Prosecutors will now be able to see what original charges were brought against drivers over the past 10 years if they entailed a point-bearing violation, a drug- or alcohol-related offense or if the charges included aggravated unlicensed operation of a motor vehicle, Gov. Andrew Cuomo’s office said Monday.
Prosecutors previously had access only to the records of motorists’ driving-related convictions. But Cuomo said that with so many charged motor vehicle violations reduced to lesser infractions, prosecutors are often not aware of motorist’s dangerous driving patterns as they prepare to dispose of more recent tickets.
“By giving prosecutors a more complete story of a person’s driving history, they can make informed decisions and help ensure that potentially dangerous drivers no longer fall through the cracks,” Cuomo said in a statement.

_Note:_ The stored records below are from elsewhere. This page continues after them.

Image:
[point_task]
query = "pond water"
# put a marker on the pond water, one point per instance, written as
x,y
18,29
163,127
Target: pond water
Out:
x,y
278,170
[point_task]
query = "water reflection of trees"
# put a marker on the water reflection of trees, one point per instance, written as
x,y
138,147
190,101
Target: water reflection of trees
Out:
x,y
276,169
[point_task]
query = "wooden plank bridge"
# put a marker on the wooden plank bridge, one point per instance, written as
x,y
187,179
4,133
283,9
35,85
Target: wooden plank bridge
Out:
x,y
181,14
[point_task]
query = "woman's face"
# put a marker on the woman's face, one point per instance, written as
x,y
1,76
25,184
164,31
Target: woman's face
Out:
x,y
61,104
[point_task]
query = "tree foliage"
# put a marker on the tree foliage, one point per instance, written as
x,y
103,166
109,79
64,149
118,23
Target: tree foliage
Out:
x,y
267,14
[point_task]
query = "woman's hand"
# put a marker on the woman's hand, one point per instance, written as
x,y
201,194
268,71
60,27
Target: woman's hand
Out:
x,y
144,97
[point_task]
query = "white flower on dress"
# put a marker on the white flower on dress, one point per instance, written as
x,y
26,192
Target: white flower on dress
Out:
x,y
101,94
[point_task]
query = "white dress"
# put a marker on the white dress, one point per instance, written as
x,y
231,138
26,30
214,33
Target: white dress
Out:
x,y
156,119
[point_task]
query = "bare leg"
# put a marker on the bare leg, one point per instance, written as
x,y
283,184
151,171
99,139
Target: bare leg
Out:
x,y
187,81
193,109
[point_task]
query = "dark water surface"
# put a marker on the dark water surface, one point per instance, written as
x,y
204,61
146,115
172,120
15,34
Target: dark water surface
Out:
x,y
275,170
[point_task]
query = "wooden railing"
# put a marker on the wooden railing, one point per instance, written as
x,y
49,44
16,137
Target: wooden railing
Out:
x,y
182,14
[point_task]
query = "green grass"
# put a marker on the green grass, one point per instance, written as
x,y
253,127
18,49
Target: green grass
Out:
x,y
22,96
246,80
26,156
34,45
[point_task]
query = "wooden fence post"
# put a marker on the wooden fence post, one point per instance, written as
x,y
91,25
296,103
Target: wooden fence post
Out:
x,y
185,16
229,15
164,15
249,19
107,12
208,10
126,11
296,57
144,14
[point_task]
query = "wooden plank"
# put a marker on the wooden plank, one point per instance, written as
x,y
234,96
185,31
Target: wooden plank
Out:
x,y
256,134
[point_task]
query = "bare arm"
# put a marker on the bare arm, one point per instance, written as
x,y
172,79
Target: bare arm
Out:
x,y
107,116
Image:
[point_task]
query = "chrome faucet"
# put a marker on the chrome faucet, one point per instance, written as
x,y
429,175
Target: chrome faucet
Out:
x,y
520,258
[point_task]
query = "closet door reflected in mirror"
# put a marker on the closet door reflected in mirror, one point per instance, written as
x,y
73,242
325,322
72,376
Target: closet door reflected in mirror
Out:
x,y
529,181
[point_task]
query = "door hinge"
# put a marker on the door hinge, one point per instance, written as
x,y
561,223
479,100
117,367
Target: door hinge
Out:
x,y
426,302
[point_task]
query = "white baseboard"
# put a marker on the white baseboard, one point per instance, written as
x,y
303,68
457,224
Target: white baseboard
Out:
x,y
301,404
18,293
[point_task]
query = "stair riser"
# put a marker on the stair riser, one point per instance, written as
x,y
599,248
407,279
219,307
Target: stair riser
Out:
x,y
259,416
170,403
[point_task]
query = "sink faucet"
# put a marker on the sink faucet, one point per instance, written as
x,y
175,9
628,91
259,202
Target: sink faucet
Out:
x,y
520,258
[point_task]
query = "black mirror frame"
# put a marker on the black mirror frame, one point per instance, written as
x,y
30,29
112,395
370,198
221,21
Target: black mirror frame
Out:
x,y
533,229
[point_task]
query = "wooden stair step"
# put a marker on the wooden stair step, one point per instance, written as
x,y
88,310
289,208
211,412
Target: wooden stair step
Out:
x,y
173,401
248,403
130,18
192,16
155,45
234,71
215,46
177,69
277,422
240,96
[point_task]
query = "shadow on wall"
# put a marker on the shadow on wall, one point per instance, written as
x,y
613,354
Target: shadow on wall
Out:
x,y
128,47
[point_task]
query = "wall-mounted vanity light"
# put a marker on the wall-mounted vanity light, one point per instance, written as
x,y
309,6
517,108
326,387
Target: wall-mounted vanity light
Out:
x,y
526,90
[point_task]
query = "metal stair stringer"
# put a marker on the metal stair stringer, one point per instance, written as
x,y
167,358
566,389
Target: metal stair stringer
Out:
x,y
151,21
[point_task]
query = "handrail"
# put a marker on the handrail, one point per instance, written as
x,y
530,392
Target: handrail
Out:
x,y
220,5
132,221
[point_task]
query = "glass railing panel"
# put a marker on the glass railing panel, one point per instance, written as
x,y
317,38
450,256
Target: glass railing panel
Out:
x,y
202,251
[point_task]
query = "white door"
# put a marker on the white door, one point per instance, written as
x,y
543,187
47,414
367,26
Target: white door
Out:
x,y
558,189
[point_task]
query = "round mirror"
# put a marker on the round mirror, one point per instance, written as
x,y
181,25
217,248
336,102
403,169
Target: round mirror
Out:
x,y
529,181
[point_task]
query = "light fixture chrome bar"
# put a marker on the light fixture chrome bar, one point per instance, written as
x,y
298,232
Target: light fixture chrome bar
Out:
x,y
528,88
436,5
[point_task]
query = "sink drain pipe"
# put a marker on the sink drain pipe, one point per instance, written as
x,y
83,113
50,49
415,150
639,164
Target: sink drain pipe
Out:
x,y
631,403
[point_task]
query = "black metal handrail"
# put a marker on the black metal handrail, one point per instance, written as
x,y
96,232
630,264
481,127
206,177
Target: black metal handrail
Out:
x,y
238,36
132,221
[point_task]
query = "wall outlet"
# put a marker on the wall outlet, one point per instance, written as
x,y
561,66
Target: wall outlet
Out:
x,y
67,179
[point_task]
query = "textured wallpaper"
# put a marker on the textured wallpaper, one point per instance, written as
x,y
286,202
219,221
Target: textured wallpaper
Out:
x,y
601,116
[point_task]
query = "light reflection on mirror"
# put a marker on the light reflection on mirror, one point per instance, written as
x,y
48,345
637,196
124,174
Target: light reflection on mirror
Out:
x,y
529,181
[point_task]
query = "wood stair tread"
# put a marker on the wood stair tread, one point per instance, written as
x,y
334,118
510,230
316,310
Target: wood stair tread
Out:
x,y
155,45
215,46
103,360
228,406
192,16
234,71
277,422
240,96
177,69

According to the governor’s office, 129,628 charges for speeding violations were pleaded down to “parking on pavement” infractions in 2010. Before Monday’s announcement, prosecutors would only have access to the information that a driver was found guilty of the parking-related infraction, not the original speeding-related charge.
Access to this information is restricted to district attorneys, paralegals and investigators.
Instances where tickets were dismissed because of the driver’s youthful offender status will be exempted from the more complete driver records.